La sirena del Aegir volvió a hacer su aparición, pero esta vez, además de mucho más cercana y potente, produjo un hondo y extenso lamento que parecía provenir desde las regiones más oscuras del alma. Podía decirse que era el mar mismo que gritaba. Paso a paso y lentamente, fue recorriendo la distancia que le restaba, doscientos metros, luego cien, hasta que encontrándose a una distancia de unos diez o doce pasos, logró notar más claramente y frente a sí, una figura femenina cuyos cabellos danzaban impulsados por el viento.  

“Soy el último, el más solitario de los seres humanos, privado de amor y de amistad (…) Hecho estoy, sin embargo, yo también, para comprender y sentir la inmortal belleza. ¡Ay! ¡Diosa! ¡Tened piedad de mi tristeza y de mi delirio!”

El farero ató un extremo de la soga a la roca más grande que pudo encontrar, el otro a su cintura, apuntó la linterna y comenzó a avanzar en dirección de aquella mujer, estirando su mano, instándole a acercarse y tomar la suya.

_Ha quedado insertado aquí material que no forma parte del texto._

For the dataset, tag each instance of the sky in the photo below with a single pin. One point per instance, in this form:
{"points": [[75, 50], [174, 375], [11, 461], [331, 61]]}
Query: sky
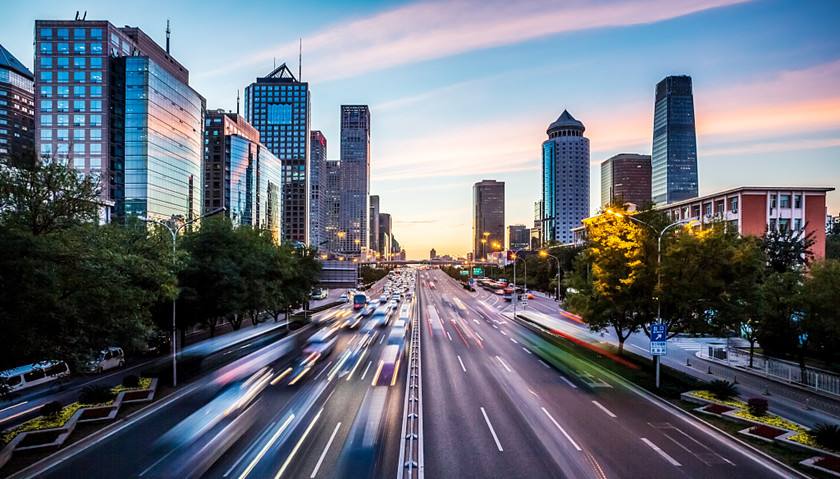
{"points": [[462, 91]]}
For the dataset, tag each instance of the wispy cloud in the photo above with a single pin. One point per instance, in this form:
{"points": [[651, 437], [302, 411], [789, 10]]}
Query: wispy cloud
{"points": [[429, 30]]}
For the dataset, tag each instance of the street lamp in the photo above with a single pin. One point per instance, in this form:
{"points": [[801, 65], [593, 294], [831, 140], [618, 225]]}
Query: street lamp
{"points": [[174, 230], [660, 234], [545, 254]]}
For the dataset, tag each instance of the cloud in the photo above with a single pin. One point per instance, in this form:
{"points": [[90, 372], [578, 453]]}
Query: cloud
{"points": [[429, 30]]}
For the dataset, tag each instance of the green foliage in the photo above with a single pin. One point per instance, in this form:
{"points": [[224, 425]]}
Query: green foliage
{"points": [[757, 406], [827, 436], [722, 389]]}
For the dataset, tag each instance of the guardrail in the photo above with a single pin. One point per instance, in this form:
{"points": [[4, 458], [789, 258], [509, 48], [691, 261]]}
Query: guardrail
{"points": [[410, 464]]}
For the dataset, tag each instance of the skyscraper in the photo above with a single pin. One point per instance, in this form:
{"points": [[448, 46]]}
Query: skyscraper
{"points": [[355, 177], [113, 103], [488, 217], [625, 178], [565, 178], [17, 109], [373, 218], [317, 180], [240, 173], [674, 158], [278, 107]]}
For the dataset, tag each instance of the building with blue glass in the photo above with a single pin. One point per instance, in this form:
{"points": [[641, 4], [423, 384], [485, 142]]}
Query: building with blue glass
{"points": [[277, 105], [565, 180], [674, 155]]}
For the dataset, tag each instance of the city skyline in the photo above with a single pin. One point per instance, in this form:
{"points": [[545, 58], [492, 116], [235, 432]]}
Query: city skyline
{"points": [[734, 81]]}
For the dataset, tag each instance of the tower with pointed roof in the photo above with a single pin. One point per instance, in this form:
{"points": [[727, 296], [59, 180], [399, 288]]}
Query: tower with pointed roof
{"points": [[565, 180], [17, 109]]}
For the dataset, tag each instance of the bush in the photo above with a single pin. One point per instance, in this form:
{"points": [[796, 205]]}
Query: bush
{"points": [[96, 394], [52, 408], [827, 436], [723, 389], [131, 381], [757, 406]]}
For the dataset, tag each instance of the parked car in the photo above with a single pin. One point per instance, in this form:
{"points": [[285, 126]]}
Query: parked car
{"points": [[109, 358]]}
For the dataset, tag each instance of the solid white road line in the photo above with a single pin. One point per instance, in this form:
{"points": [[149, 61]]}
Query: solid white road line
{"points": [[492, 431], [574, 444], [324, 454], [661, 452], [601, 407], [564, 378]]}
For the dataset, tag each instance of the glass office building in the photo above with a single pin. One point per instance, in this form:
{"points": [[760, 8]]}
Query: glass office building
{"points": [[277, 105], [674, 157]]}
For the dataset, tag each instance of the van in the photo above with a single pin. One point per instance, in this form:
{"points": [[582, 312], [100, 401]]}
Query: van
{"points": [[31, 375]]}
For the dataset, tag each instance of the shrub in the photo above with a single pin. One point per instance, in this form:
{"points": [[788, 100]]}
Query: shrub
{"points": [[131, 381], [827, 436], [52, 408], [95, 394], [757, 406], [723, 389]]}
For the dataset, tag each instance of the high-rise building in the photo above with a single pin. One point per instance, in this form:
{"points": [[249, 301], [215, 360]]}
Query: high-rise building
{"points": [[565, 179], [332, 205], [355, 177], [278, 107], [625, 178], [674, 158], [488, 217], [373, 221], [17, 109], [519, 237], [113, 103], [240, 173], [317, 181]]}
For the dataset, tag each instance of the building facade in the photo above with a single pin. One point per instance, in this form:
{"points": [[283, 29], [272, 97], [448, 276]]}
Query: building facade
{"points": [[373, 222], [625, 178], [114, 104], [755, 210], [355, 177], [317, 180], [674, 157], [17, 109], [488, 217], [278, 106], [519, 237], [565, 181], [240, 173]]}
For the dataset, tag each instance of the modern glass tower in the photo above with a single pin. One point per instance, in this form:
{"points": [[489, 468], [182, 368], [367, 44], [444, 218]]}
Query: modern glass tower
{"points": [[565, 179], [278, 107], [355, 177], [674, 158]]}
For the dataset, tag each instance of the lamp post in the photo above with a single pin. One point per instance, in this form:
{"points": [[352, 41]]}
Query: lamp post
{"points": [[545, 254], [660, 234], [174, 230]]}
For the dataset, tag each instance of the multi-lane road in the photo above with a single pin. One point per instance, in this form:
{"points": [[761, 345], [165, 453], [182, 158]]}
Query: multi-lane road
{"points": [[490, 408]]}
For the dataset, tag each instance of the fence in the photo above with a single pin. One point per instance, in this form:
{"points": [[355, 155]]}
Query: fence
{"points": [[785, 371]]}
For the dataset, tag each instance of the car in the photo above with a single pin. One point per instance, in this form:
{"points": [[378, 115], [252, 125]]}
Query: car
{"points": [[108, 358]]}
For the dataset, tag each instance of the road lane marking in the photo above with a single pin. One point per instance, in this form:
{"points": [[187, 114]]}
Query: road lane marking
{"points": [[572, 441], [661, 452], [366, 369], [297, 446], [601, 407], [503, 364], [564, 378], [267, 446], [324, 454], [492, 431]]}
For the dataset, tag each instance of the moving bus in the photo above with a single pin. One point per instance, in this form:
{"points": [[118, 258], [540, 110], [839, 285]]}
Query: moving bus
{"points": [[359, 300]]}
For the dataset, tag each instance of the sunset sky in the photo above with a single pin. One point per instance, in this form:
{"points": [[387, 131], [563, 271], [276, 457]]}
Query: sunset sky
{"points": [[463, 91]]}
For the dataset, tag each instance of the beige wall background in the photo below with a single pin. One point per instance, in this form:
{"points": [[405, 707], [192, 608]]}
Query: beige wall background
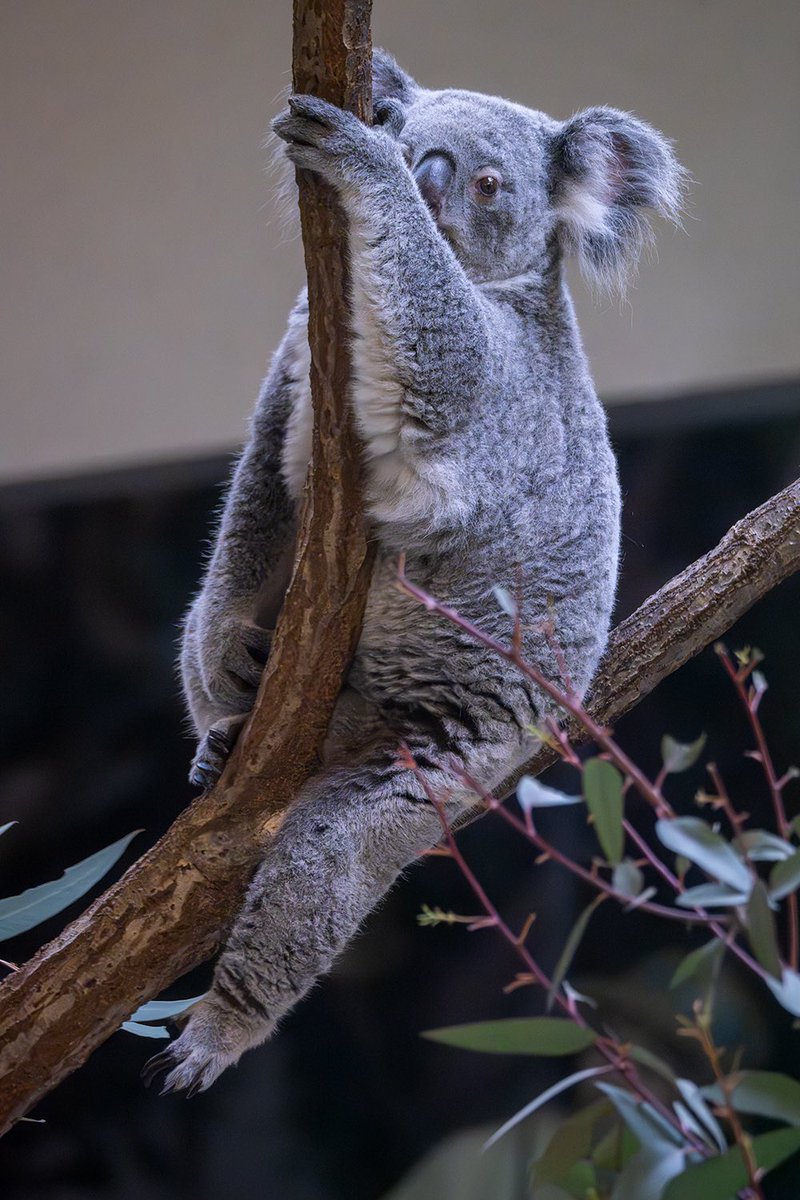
{"points": [[146, 277]]}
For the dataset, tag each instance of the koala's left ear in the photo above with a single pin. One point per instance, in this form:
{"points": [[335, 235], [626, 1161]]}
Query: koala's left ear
{"points": [[607, 167], [389, 81]]}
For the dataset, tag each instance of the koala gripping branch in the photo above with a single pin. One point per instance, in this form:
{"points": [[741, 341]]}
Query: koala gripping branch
{"points": [[170, 909], [168, 912]]}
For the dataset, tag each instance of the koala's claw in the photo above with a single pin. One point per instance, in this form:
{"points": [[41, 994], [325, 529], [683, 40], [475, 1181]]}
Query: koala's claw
{"points": [[209, 1043], [212, 753]]}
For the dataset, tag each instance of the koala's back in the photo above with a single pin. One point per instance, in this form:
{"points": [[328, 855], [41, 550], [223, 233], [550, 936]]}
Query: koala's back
{"points": [[540, 481]]}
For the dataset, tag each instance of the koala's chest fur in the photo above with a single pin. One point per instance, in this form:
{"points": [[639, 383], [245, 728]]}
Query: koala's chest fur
{"points": [[404, 486]]}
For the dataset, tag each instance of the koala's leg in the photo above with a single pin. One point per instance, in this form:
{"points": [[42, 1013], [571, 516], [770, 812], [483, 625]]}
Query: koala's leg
{"points": [[343, 843], [228, 629]]}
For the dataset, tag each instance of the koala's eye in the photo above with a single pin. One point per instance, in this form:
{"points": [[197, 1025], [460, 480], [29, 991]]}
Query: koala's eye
{"points": [[486, 185]]}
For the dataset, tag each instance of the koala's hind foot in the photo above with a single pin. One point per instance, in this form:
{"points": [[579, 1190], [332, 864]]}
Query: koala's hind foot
{"points": [[214, 750], [212, 1039]]}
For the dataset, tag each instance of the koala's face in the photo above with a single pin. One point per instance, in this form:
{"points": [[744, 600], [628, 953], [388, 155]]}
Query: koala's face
{"points": [[510, 189], [481, 166]]}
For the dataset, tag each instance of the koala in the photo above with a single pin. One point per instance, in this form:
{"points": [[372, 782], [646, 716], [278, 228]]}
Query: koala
{"points": [[487, 462]]}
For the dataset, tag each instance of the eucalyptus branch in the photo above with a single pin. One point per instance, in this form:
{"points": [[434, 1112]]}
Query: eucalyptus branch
{"points": [[751, 701], [607, 1047]]}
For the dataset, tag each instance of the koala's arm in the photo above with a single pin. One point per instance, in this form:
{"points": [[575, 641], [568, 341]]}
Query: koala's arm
{"points": [[228, 628], [422, 319]]}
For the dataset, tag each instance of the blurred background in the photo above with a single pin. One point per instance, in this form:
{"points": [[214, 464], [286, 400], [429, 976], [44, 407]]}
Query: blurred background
{"points": [[146, 275]]}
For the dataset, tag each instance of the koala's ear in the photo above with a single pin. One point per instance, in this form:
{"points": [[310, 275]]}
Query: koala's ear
{"points": [[607, 167], [389, 81]]}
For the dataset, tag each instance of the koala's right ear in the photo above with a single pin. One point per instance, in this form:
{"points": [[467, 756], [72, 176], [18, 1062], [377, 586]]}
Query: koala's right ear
{"points": [[389, 81], [607, 167]]}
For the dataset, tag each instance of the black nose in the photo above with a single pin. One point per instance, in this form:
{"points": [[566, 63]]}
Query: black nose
{"points": [[433, 178]]}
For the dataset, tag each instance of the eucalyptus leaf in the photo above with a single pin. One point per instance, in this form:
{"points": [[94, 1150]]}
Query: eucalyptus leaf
{"points": [[145, 1031], [548, 1036], [785, 877], [761, 930], [722, 1177], [570, 948], [650, 1129], [653, 1062], [711, 895], [707, 849], [648, 1174], [533, 795], [162, 1009], [505, 600], [690, 1123], [763, 1093], [763, 846], [787, 990], [29, 909], [571, 1141], [695, 1099], [543, 1098], [703, 959], [679, 756], [627, 879], [602, 789]]}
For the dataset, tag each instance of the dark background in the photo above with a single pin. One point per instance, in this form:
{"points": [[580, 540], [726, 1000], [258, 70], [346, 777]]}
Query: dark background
{"points": [[94, 576]]}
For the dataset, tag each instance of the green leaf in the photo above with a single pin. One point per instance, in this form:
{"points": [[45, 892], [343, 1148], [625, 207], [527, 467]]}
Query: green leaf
{"points": [[551, 1093], [602, 789], [533, 795], [699, 843], [551, 1036], [145, 1031], [787, 990], [695, 1099], [571, 1141], [22, 912], [785, 877], [650, 1129], [505, 600], [627, 879], [570, 948], [653, 1062], [722, 1177], [162, 1009], [763, 1093], [680, 755], [703, 959], [710, 895], [617, 1149], [648, 1174], [761, 930], [763, 846]]}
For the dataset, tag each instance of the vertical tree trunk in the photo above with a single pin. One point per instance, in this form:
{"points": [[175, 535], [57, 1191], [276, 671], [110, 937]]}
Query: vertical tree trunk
{"points": [[170, 910]]}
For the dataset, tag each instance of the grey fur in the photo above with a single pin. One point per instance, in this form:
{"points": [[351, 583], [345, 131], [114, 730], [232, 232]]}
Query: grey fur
{"points": [[488, 463]]}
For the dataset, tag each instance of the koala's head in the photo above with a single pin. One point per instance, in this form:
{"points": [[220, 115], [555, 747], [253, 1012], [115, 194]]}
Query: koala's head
{"points": [[510, 189]]}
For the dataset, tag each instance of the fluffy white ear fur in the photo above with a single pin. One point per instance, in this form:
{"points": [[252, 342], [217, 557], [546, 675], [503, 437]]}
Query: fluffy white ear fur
{"points": [[608, 168]]}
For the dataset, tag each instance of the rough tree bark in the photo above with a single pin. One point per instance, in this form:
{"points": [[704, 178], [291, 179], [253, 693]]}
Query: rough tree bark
{"points": [[172, 907]]}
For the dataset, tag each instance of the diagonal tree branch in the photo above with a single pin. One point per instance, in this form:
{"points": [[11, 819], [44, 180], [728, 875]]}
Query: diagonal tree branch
{"points": [[689, 613], [172, 907]]}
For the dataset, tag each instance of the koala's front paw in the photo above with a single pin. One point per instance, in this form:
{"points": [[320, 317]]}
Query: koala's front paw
{"points": [[212, 751], [324, 138], [233, 653], [211, 1041]]}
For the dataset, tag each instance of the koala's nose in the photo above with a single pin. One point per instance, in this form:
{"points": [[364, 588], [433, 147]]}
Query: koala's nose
{"points": [[433, 177]]}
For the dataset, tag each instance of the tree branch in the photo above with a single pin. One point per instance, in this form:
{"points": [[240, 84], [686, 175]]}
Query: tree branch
{"points": [[687, 615], [170, 909]]}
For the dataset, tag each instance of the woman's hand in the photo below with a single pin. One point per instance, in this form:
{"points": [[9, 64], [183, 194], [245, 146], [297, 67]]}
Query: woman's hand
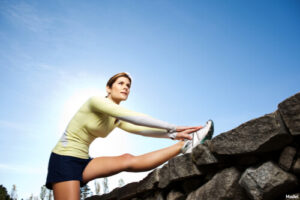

Dio uno, dos, tres pasos más y fue entonces cuando, iluminados por la fugaz luz blanquecina del cielo y con total claridad, vio los rasgos del rostro femenino que se hallaba frente a él inmóvil, empapado tanto por la lluvia como por la brisa del océano: la forma de sus ojos, el arqueo de sus cejas, la suavidad de sus labios.  

Una sonrisa melancólica se dibujó en el rostro del farero, quien comenzó a asentir apenas perceptiblemente, moviendo la cabeza de manera pausada de arriba abajo, como si se encontrara respondiendo a una pregunta que nadie había pronunciado. Volvió a levantar el brazo derecho, con la palma de la mano abierta, esta vez sin prisa.  

Acasta, Calipso. Rodia. Urania. Éstige. Palas. Lecuipe. Freija. Fefring. Dufa. Hrön. Bylgja. 

Estela. 

Justo en aquel momento, mientras la sirena del Augir llenaba el ambiente con su prolongado lamento, una colosal oleada estalló con violencia sobre las rocas que sostenían aquellos dos cuerpos que se miraban de frente, a escasos centímetros uno del otro. 

El hombre y la mujer se volvieron uno.   

Lo último que habremos de ver cuando nuestra vida se acaba, dicen algunos, es un halo de luz rasgando la impenetrable oscuridad. 

Un faro en medio de la nada, al occidente de Bretaña.